Peut-on défendre l’égalité entre les sexes et vouloir faire classe « à part » ? Se dire féministe et scolariser fillettes d’un côté, petits garçons de l’autre ? Aux Etats-Unis, où la non-mixité n’a jamais totalement disparu du paysage scolaire, ces questions ne choquent pas (ou peu) la communauté éducative.
En France, quarante-cinq ans après la loi Haby qui a rendu obligatoire la mixité dans l’enseignement primaire et secondaire, elles font naître le soupçon. Celui d’un retour en arrière, d’un repli sur soi idéologique, voire communautaire.
Stéréotypes sexistes persistants
Des familles poussent pourtant la porte d’établissements qui dérogent à la règle de la mixité.

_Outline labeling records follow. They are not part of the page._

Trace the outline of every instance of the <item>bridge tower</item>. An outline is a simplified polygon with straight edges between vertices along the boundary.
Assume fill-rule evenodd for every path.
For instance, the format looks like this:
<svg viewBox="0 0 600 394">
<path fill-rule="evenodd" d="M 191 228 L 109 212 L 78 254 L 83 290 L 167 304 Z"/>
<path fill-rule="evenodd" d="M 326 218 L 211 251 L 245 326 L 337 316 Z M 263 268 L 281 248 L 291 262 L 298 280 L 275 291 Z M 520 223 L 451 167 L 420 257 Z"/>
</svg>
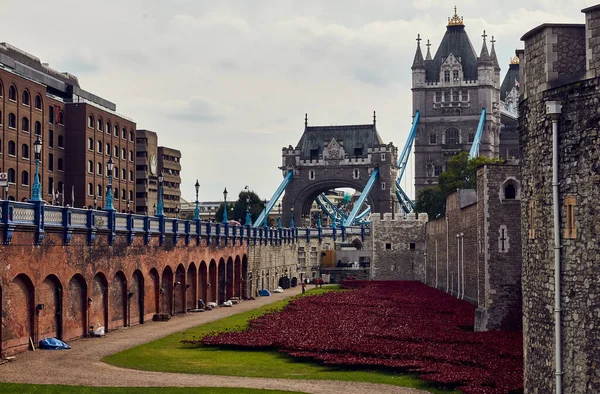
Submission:
<svg viewBox="0 0 600 394">
<path fill-rule="evenodd" d="M 486 109 L 481 156 L 500 154 L 500 67 L 494 39 L 491 51 L 483 32 L 479 56 L 465 31 L 463 18 L 448 18 L 446 34 L 432 58 L 427 40 L 425 58 L 417 38 L 412 65 L 413 113 L 420 111 L 415 138 L 415 197 L 434 186 L 447 161 L 469 151 L 482 108 Z"/>
<path fill-rule="evenodd" d="M 289 171 L 294 174 L 283 198 L 283 224 L 289 224 L 293 207 L 294 222 L 299 225 L 323 192 L 340 187 L 362 191 L 374 169 L 379 169 L 379 176 L 366 202 L 372 212 L 391 212 L 397 162 L 398 148 L 383 142 L 375 114 L 372 124 L 347 126 L 309 126 L 306 117 L 296 147 L 282 149 L 279 168 L 284 176 Z"/>
</svg>

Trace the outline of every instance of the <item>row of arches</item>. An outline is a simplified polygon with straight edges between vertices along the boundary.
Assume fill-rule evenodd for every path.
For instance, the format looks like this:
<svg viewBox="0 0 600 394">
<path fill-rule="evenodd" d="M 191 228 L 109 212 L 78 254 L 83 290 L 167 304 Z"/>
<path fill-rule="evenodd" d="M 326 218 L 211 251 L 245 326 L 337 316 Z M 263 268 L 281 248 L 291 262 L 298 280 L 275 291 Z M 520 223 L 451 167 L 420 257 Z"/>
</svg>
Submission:
<svg viewBox="0 0 600 394">
<path fill-rule="evenodd" d="M 85 278 L 50 274 L 38 284 L 26 273 L 0 286 L 0 354 L 12 354 L 46 337 L 70 340 L 142 324 L 154 314 L 174 315 L 198 307 L 198 300 L 219 304 L 246 298 L 247 256 L 152 267 Z"/>
</svg>

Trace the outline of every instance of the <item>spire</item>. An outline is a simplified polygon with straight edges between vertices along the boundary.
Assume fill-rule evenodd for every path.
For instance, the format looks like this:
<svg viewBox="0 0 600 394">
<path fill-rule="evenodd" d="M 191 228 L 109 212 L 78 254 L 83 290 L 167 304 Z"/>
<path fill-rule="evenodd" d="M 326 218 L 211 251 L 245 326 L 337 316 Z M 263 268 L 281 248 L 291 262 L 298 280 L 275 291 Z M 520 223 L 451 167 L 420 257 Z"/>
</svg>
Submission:
<svg viewBox="0 0 600 394">
<path fill-rule="evenodd" d="M 492 39 L 490 40 L 490 42 L 492 43 L 492 50 L 490 51 L 490 58 L 492 59 L 492 63 L 494 64 L 494 70 L 500 71 L 500 64 L 498 63 L 498 57 L 496 56 L 496 48 L 494 47 L 494 44 L 496 43 L 496 40 L 494 40 L 494 36 L 492 36 Z"/>
<path fill-rule="evenodd" d="M 485 34 L 485 30 L 483 31 L 483 34 L 481 35 L 481 37 L 483 37 L 483 45 L 481 46 L 481 54 L 479 55 L 479 63 L 491 62 L 492 59 L 490 59 L 490 54 L 487 50 L 487 44 L 485 43 L 485 38 L 487 37 L 487 34 Z"/>
<path fill-rule="evenodd" d="M 425 60 L 431 60 L 431 52 L 429 52 L 429 47 L 431 44 L 429 43 L 429 39 L 427 39 L 427 44 L 425 44 L 425 46 L 427 47 L 427 55 L 425 56 Z"/>
<path fill-rule="evenodd" d="M 417 68 L 425 68 L 423 61 L 423 53 L 421 53 L 421 35 L 417 34 L 417 52 L 415 53 L 415 59 L 413 60 L 412 70 Z"/>
<path fill-rule="evenodd" d="M 456 6 L 454 6 L 454 15 L 448 17 L 448 26 L 464 26 L 463 17 L 456 14 Z"/>
</svg>

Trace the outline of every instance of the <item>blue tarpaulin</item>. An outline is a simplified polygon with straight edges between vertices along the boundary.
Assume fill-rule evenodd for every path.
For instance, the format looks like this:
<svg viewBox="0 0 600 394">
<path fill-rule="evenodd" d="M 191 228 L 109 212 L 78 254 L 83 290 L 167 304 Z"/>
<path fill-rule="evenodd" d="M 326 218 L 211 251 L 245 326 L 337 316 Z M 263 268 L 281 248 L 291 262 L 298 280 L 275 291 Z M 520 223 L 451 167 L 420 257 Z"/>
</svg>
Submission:
<svg viewBox="0 0 600 394">
<path fill-rule="evenodd" d="M 269 290 L 267 290 L 267 289 L 260 289 L 258 291 L 258 295 L 261 296 L 261 297 L 268 297 L 268 296 L 271 295 L 271 292 Z"/>
<path fill-rule="evenodd" d="M 44 338 L 40 341 L 40 349 L 62 350 L 70 348 L 71 346 L 56 338 Z"/>
</svg>

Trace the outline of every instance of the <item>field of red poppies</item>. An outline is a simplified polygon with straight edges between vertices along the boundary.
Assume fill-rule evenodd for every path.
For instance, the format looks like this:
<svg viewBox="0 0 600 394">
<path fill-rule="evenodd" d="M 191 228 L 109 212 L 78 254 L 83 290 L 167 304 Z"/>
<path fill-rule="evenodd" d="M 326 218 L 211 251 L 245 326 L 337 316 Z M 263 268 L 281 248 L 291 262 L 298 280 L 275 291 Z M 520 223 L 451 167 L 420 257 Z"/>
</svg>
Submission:
<svg viewBox="0 0 600 394">
<path fill-rule="evenodd" d="M 292 301 L 205 345 L 275 348 L 325 364 L 386 367 L 465 393 L 520 393 L 522 335 L 473 332 L 475 307 L 417 282 L 357 282 Z"/>
</svg>

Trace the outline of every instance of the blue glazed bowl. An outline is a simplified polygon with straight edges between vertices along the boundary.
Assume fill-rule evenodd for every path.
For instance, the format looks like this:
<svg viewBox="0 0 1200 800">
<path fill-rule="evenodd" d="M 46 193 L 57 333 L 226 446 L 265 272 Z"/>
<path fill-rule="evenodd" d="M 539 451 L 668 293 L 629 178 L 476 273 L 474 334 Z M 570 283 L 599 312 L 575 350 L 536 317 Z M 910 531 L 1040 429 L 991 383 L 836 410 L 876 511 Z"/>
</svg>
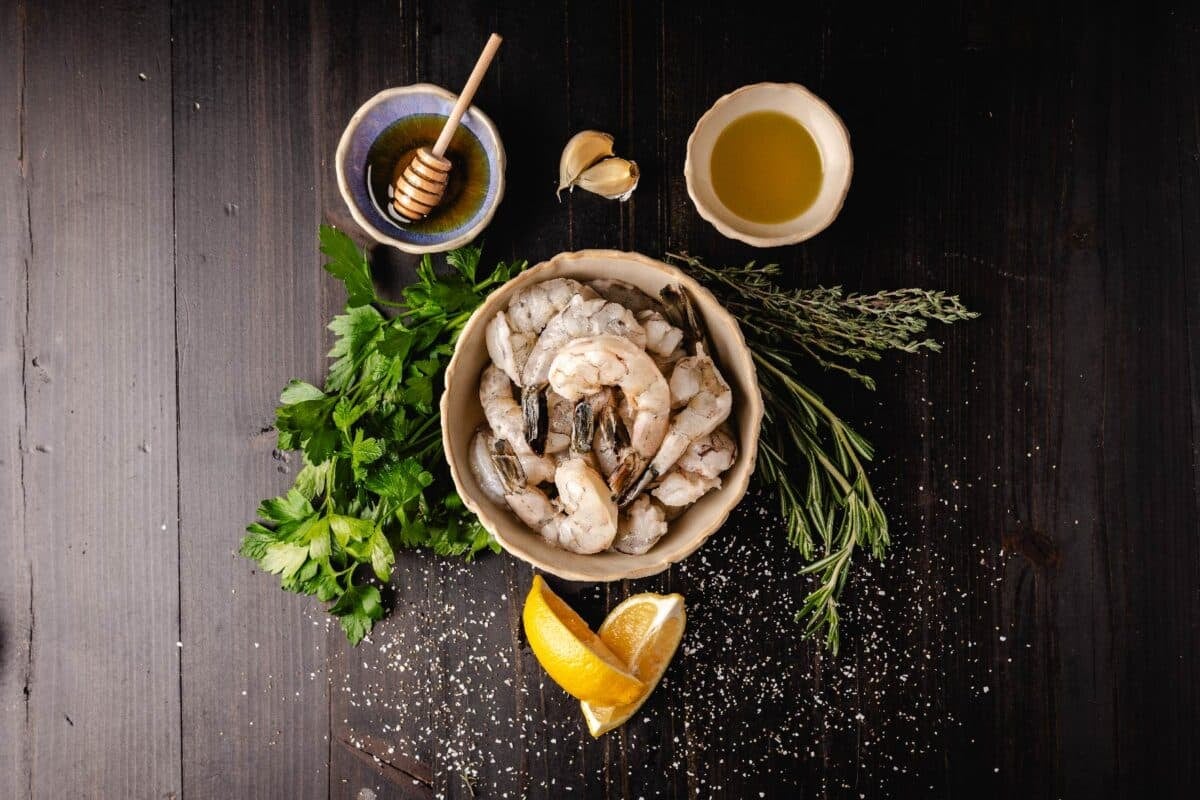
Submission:
<svg viewBox="0 0 1200 800">
<path fill-rule="evenodd" d="M 372 164 L 368 158 L 372 146 L 386 140 L 380 136 L 392 134 L 397 124 L 412 128 L 412 124 L 421 122 L 432 137 L 420 144 L 432 145 L 439 127 L 430 127 L 432 116 L 448 116 L 456 98 L 433 84 L 385 89 L 364 103 L 346 126 L 335 160 L 337 187 L 354 221 L 376 241 L 406 253 L 438 253 L 466 245 L 492 221 L 504 196 L 504 145 L 492 120 L 474 106 L 463 114 L 448 152 L 455 167 L 446 198 L 427 219 L 406 223 L 396 218 L 386 210 L 386 198 L 377 199 L 378 192 L 371 191 L 372 179 L 378 187 L 380 180 L 386 186 L 390 178 L 390 166 L 383 176 L 374 175 L 372 170 L 379 169 L 379 162 Z M 478 158 L 460 163 L 455 158 L 457 146 Z M 458 180 L 462 186 L 456 185 Z"/>
</svg>

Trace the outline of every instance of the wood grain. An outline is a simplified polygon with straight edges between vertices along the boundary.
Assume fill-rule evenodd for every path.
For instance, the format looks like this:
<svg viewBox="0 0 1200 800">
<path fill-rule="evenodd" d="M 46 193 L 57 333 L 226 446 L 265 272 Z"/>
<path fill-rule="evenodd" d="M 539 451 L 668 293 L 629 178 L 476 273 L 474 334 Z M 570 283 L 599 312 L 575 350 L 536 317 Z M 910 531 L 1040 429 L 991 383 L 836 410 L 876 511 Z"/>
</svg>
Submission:
<svg viewBox="0 0 1200 800">
<path fill-rule="evenodd" d="M 310 16 L 179 4 L 172 26 L 184 790 L 324 798 L 325 618 L 234 554 L 296 469 L 278 392 L 325 350 Z"/>
<path fill-rule="evenodd" d="M 28 711 L 34 625 L 25 530 L 25 320 L 29 198 L 24 175 L 25 8 L 0 11 L 0 795 L 29 793 Z"/>
<path fill-rule="evenodd" d="M 803 14 L 0 4 L 0 796 L 1194 794 L 1200 11 Z M 234 555 L 296 467 L 277 392 L 323 375 L 344 300 L 316 225 L 362 240 L 342 126 L 386 86 L 455 89 L 492 30 L 476 102 L 509 185 L 485 260 L 686 249 L 983 312 L 874 365 L 874 393 L 806 374 L 877 445 L 893 527 L 838 658 L 797 636 L 769 498 L 661 576 L 552 582 L 593 624 L 688 599 L 666 680 L 599 741 L 524 640 L 523 564 L 401 554 L 354 649 Z M 798 247 L 719 236 L 684 186 L 695 120 L 757 80 L 810 86 L 853 138 L 844 211 Z M 629 203 L 554 199 L 584 127 L 638 162 Z M 372 254 L 386 293 L 410 278 Z"/>
<path fill-rule="evenodd" d="M 180 790 L 169 17 L 25 10 L 34 796 Z M 7 738 L 7 736 L 6 736 Z M 137 742 L 137 746 L 126 746 Z"/>
</svg>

Et pas seulement pour des raisons religieuses, assurent-elles, ni pour que les filles y soient éduquées « comme des filles », et les garçons « comme des garçons ». Dans la bouche de ces parents, il est aussi question d’une « entrée dans l’adolescence pacifiée », de la recherche d’un climat scolaire « apaisé ». Quelques-uns y voient simplement une « autre » option. D’autres, un moyen d’échapper au collège de secteur. Tous – ou presque – avancent un même argument : la mixité, introduite en France plus pour des raisons pratiques que sociales ou pédagogiques, n’implique pas une égalité de traitement sur les bancs de l’école, où les stéréotypes sexistes, comme partout ailleurs, perdurent.

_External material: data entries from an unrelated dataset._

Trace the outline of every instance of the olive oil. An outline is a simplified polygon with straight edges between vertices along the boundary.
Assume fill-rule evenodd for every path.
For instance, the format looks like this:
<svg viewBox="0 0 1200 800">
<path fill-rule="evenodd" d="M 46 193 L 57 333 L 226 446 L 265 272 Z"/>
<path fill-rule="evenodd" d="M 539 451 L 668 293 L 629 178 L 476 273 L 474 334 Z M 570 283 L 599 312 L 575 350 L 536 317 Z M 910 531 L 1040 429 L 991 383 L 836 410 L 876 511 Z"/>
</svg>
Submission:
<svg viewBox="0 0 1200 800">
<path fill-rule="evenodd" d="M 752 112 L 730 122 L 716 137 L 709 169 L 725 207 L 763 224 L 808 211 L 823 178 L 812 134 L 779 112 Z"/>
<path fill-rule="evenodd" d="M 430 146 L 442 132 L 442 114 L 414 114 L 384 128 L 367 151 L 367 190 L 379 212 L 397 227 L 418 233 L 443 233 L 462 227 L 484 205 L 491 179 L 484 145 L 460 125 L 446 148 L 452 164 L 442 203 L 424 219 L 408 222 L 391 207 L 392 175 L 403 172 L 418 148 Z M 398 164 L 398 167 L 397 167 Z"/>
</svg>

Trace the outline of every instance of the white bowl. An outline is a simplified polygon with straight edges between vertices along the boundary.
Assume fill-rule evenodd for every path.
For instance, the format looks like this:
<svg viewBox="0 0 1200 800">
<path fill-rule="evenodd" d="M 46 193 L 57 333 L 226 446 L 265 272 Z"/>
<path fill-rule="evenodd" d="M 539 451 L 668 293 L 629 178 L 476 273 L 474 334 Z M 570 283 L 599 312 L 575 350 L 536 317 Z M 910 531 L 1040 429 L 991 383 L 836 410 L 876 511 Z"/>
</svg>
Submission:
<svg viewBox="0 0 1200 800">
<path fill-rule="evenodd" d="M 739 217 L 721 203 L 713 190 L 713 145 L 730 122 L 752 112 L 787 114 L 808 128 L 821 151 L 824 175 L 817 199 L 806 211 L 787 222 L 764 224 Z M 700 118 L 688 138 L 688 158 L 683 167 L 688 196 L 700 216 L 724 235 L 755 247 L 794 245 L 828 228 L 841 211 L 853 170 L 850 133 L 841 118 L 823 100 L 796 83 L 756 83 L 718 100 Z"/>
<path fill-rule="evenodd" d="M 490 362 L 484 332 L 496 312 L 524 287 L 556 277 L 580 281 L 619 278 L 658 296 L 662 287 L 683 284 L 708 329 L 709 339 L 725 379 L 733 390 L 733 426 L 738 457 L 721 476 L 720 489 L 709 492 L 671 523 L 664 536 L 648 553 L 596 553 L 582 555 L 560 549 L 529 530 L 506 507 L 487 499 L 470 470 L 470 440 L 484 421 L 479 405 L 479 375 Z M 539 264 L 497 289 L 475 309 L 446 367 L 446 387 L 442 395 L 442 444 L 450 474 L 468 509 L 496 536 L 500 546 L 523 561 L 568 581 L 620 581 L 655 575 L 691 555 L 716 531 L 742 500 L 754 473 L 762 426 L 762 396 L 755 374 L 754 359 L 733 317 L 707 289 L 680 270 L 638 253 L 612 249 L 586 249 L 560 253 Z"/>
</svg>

« Ces familles ont envie que leur enfant se sente bien, ce qui est louable, mais élever son enfant dans un cocon le prépare mal à affronter un monde mixte diversifié multisocial et multiculturel », fait valoir Francette Popineau, porte-parole du syndicat majoritaire de professeurs des écoles publiques.

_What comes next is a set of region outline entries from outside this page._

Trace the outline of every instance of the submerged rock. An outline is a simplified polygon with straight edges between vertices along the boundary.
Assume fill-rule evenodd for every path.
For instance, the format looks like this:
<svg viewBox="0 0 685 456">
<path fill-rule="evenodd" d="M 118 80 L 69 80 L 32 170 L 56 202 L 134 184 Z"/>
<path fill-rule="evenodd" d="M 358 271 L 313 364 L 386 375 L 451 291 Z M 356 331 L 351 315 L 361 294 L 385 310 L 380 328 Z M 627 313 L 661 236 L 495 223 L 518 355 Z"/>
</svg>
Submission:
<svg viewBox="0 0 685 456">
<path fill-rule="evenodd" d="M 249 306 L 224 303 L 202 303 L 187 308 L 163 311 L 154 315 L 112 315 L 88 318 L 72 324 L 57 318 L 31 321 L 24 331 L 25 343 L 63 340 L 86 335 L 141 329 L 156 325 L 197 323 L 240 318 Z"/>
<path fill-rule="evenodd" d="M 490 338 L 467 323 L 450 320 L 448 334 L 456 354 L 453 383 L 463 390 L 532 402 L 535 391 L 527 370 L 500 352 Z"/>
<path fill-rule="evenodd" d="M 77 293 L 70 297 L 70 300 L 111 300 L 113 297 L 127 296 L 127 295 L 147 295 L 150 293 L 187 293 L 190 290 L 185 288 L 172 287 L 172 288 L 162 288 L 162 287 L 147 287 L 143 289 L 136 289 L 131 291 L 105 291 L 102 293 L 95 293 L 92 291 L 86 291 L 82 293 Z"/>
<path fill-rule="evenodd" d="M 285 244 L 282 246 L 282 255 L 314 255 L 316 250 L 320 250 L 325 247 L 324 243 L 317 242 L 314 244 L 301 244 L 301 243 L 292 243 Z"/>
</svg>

« La demande d’établissements où la mixité est aménagée est, aujourd’hui, plus forte que l’offre » Diane Roy, de la Fondation pour l’école
Dans le public, justement, en dehors des maisons d’éducation de la Légion d’honneur – création napoléonienne réservée aux jeunes filles –, on ne recense aucun projet de ce type. Et pour cause : la non-mixité y est perçue comme un choix à contre-courant du « vivre-ensemble » défendu par l’école de la République. Voire comme une option interdite, ce qu’elle n’est pas tout à fait, un texte de loi « passé relativement inaperçu » permettant, depuis 2008, d’organiser des « enseignements par regroupement des élèves en fonction de leur sexe », rappelle l’historien Claude Lelièvre.